Department of Development and Regeneration, KU Leuven, Leuven, Belgium,
Department of Pharmaceutical and Pharmacological Sciences, KU Leuven, Leuven, Belgium,
Neonatology. 2020;117(5):637-640. doi: 10.1159/000510658. Epub 2020 Sep 22.
Serum creatinine (Scr) in early neonatal life (first week of life) displays extensive variability; hence, a better understanding is needed to use Scr as a diagnostic biomarker for acute kidney injury (AKI).
The objective of this study was to explore Scr trends and its covariates in early neonatal life.

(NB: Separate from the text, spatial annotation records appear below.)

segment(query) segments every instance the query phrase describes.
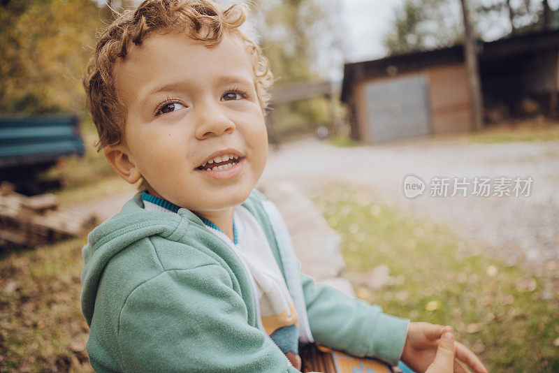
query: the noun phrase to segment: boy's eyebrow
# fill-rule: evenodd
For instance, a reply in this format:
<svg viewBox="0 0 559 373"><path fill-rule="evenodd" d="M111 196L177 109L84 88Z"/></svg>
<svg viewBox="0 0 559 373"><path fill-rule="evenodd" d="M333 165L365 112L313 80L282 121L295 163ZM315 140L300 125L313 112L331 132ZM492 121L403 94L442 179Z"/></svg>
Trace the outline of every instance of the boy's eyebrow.
<svg viewBox="0 0 559 373"><path fill-rule="evenodd" d="M252 85L254 84L252 80L242 75L227 75L219 77L216 80L216 82L218 85L228 85L232 84ZM188 82L173 82L172 83L164 84L154 87L154 88L150 89L147 93L143 95L140 103L142 104L145 103L150 96L155 94L168 91L180 91L183 89L185 85L188 85L190 83Z"/></svg>

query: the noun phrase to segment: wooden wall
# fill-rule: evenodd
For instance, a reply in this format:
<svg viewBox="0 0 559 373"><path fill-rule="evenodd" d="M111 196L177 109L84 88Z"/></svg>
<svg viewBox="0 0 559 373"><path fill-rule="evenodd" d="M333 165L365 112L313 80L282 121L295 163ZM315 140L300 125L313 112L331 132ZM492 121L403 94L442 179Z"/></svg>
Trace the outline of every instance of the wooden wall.
<svg viewBox="0 0 559 373"><path fill-rule="evenodd" d="M470 110L466 68L463 64L445 64L431 66L421 71L398 74L422 74L427 80L430 116L430 132L433 134L467 132L471 129L472 117ZM353 85L351 100L353 120L352 137L366 143L375 139L370 133L367 122L367 103L364 87L367 83L390 80L389 76L365 78L358 80ZM355 128L357 127L357 128ZM358 129L358 134L355 129Z"/></svg>
<svg viewBox="0 0 559 373"><path fill-rule="evenodd" d="M427 69L431 131L454 133L470 130L472 115L466 68L462 64Z"/></svg>

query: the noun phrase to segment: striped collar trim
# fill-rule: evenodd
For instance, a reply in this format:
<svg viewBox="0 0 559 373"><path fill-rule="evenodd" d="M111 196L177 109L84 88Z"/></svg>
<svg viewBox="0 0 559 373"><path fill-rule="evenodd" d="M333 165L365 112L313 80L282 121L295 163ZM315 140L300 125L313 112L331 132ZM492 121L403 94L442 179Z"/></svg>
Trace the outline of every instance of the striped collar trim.
<svg viewBox="0 0 559 373"><path fill-rule="evenodd" d="M170 202L166 200L163 198L159 198L159 197L156 197L155 196L152 196L149 193L144 191L142 193L142 200L144 202L147 202L149 203L152 203L156 206L159 206L164 209L164 210L168 211L169 212L175 212L177 213L181 207L175 205L174 203L171 203ZM194 214L200 218L200 220L206 226L211 228L212 229L215 229L222 232L223 231L219 229L217 226L212 223L210 220L205 219L204 217L201 215L198 215L196 212ZM225 234L225 233L224 233ZM235 219L233 221L233 243L237 244L239 242L239 235L238 232L237 231L237 227L235 224Z"/></svg>

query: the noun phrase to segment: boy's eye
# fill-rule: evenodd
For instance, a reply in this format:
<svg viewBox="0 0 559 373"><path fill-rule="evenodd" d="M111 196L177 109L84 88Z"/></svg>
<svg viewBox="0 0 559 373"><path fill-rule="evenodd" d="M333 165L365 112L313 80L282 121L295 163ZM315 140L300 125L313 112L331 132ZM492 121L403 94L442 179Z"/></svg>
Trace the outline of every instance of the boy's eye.
<svg viewBox="0 0 559 373"><path fill-rule="evenodd" d="M179 103L177 102L170 102L161 106L159 110L157 110L156 115L173 112L173 111L180 110L180 109L184 109L185 108L186 106L182 103Z"/></svg>
<svg viewBox="0 0 559 373"><path fill-rule="evenodd" d="M235 91L230 91L228 92L226 92L222 96L222 101L231 101L233 100L240 100L241 98L244 98L246 97L244 94L241 92L237 92Z"/></svg>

Analysis of a rich, pooled Scr dataset (enzymatic assay) of 4,509 Scr observations in 1,181 neonates in the first week of life with birth weight, gestational age (GA), and postnatal age as covariates was conducted. Descriptive data were summarized as median and range. The Spearman rank correlation test was used to examine Scr, while the Mann-Whitney U test was used to determine the differences between the different GA (≤32, 33-36, or ≥37 weeks) categories.
The median Scr at delivery was 55.7 (range 28.3-194.5) µmol/L, correlating with birth weight (r = 0.088) or GA (r = 0.183) for the full dataset. At birth, the median Scr was highest in term (≥37-week) neonates. In early neonatal life (median Scr values), there was a gradual increase to attain a peak Scr by day 2-3, highest and most delayed in neonates ≤32 weeks GA. This is followed by a blunted decrease when ≤32-week neonates were compared to those of 33-36 or ≥37 weeks GA.
The Scr pattern in early neonatal life is complex, with the highest Scr at birth in full-term neonates, while those ≤32 weeks GA displayed the highest and delayed peak Scr with a subsequent blunted decrease. Knowledge of these patterns is crucial to explore the utility of Scr as an AKI biomarker.
新生儿早期(生命的第一周)血清肌酐(Scr)显示出广泛的变异性;因此,需要更好地了解 Scr 作为急性肾损伤(AKI)的诊断生物标志物。
本研究旨在探讨新生儿早期 Scr 的趋势及其协变量。
对 1181 例新生儿在生命的第一周内 4509 次 Scr 观察值的丰富、汇总 Scr 数据集(酶法检测)进行分析,将出生体重、胎龄(GA)和生后年龄作为协变量。描述性数据总结为中位数和范围。使用 Spearman 秩相关检验来检验 Scr,使用 Mann-Whitney U 检验来确定不同 GA(≤32、33-36 或≥37 周)类别之间的差异。
分娩时 Scr 的中位数为 55.7(范围 28.3-194.5)µmol/L,与全数据集的出生体重(r=0.088)或 GA(r=0.183)相关。在出生时,足月(≥37 周)新生儿的 Scr 中位数最高。在新生儿早期(Scr 中位数值),Scr 逐渐升高,在第 2-3 天达到峰值,GA≤32 周的新生儿最高且延迟。与 33-36 或≥37 周 GA 的新生儿相比,≤32 周 GA 的新生儿随后的下降幅度较小。
新生儿早期 Scr 的模式很复杂,足月新生儿出生时 Scr 最高,而 GA≤32 周的新生儿 Scr 峰值最高且延迟,随后下降幅度较小。了解这些模式对于探索 Scr 作为 AKI 生物标志物的效用至关重要。